Courtney Howard of Variety said "He's All That makes some smart alterations to the original despite mimeographing the structure, and strikes a benevolent balance between old and new with a light sprinkling of references. However, there are many more maddeningly underwhelming elements." ABC News' Peter Travers gave a negative review, saying "manufactured for the Kissing Booth crowd, this gender-swapped, TikTok-friendly update of the 1999 teen hit sounds awful and it often is, but enough charm pokes through the cracks to sucker anyone who ever fell for a makeover fable." Robyn Bahr of The Hollywood Reporter wrote: "He's All That may be a flattened reflection of its predecessor, but both films are charming enough to get away with about one anal sex innuendo joke apiece" and that the film "is really no worse than the first film."

Nell Minow, writing for RogerEbert.com, was more positive in her review of the film, giving it a score of 3 out of 4 stars.

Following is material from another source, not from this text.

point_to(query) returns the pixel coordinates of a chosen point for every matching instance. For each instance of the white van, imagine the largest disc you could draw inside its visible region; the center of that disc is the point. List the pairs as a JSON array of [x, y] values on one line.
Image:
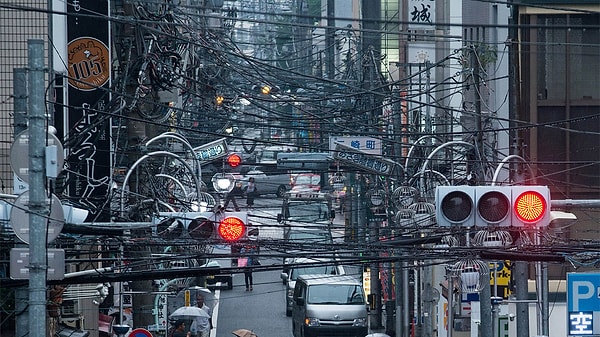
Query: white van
[[326, 305], [302, 266]]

She wrote: "sweet little end of summer sorbet with appealing young performers and a script that refreshes the original without overdoing it." Michael Ordoña of the Los Angeles Times gave a mostly positive review by stating "You'll be pleased to discover the entertaining remake has its charms; it actually is all that, for the most part."

The Guardian described He's All That as a "dull TikTok teen remake" that "lacks charm" and the film was "ultimately stale bait for nostalgia, a recipe that does not amount to charm". Paste criticized it as a "nightmarish, joyless commentary on influencer-beholden adolescence" and the cinematography work.

Common Sense Media rated the film 3 out of 5 stars. Glamour noted the film "hits more than a few clichés" but says the characters "work well enough" while "the plot is a little underdeveloped".